Good morning! I’m starting this blog to keep a record of what I learn about the R language. While I’ve been using R for about fifteen years now, I’m far from being an expert. For one thing, the sheer number of user-written packages means there will always be something new to learn. But I do know a thing or two about the language, and I enjoy using it.

Posts here will focus more on R as a programming language than on its use as an interactive environment for doing statistics. I’ll use R to answer questions about topics that interest me. One of the most important of these is climate change, which I believe poses an existential threat not only to human society, but to all of life on planet Earth. We’ll see what historical weather data can tell us about how the climate has changed over the past hundred years.

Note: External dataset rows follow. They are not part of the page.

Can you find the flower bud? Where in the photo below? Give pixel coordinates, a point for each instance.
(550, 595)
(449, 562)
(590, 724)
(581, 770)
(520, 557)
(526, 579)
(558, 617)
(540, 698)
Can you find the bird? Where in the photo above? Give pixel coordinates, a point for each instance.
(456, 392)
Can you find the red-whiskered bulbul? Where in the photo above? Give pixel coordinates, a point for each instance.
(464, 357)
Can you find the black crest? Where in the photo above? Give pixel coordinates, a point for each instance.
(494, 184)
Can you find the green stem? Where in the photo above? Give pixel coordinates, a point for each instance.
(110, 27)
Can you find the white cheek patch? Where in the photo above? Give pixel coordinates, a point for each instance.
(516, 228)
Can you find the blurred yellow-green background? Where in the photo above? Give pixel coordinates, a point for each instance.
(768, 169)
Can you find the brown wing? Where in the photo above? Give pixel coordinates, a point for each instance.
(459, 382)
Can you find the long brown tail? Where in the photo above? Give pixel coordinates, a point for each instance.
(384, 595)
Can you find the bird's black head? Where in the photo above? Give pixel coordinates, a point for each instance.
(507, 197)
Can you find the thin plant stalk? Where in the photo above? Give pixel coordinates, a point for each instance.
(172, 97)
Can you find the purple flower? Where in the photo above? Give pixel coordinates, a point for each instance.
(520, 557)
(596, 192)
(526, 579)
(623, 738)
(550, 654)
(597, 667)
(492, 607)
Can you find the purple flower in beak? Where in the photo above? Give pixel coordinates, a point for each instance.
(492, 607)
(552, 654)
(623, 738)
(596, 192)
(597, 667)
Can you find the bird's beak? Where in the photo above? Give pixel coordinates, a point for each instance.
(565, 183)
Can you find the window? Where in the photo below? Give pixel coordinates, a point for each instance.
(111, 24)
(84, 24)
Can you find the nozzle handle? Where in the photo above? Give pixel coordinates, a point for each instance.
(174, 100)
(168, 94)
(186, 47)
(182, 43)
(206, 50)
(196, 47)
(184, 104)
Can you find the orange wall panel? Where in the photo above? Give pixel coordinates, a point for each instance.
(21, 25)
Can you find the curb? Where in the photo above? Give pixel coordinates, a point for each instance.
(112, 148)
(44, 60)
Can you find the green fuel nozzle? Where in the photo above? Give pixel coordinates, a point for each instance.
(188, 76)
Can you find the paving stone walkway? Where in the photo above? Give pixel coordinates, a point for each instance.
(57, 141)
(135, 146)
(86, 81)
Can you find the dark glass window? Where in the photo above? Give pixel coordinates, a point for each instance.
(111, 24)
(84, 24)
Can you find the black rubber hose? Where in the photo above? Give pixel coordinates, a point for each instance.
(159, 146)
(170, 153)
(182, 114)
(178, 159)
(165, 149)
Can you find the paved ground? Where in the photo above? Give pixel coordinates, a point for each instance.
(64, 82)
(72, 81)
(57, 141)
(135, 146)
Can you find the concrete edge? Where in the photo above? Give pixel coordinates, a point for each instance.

As a lifelong fan of the Chicago Cubs — and the game of baseball in general — I’ll also use R to answer questions about the National Pastime.

Recreational mathematics is another interest of mine, and I’ll be using R to solve some interesting problems in that field.

To start things off, consider a question that appeared as the Riddler Express problem in fivethirtyeight.com’s popular Riddler column for December 26, 2016:

A geology museum in California has six different rocks sitting in a row on a shelf, with labels on the shelf telling what type of rock each is. An earthquake hits and the rocks all fall off the shelf. A janitor comes in and, wanting to clean the floor, puts the rocks back on the shelf in random order. The probability that the janitor put all six rocks behind their correct labels is 1/6!, or 1/720. But what are the chances that exactly five rocks are in the correct place, exactly four rocks are in the correct place, exactly three rocks are in the correct place, exactly two rocks are in the correct place, exactly one rock is in the correct place, and none of the rocks are in the correct place?

This is known to mathematicians as “le problème des rencontres”, and wikipedia gives the theoretical solution. Here is some R code that solves the problem:

require(combinat) require(tidyverse) get_count <- function(n) { correct <- function(z) { permn(1:n) %>% keep(function(x) sum(x == 1:n) == z) %>% length } myList <- map(0:n,correct) %>% unlist names(myList) <- 0:n myList } print(get_count(6))

Here’s what the output looks like:

0 1 2 3 4 5 6 265 264 135 40 15 0 1

So, the probability that no rocks are in the right place is 265/720; the probability that 1 rock is in the right place is 264/720, etc., on down to the probabilty that all 6 are in the right place, which is 1/720.

Note the use of the **keep** function from Hadley Wickham’s **purrr** library.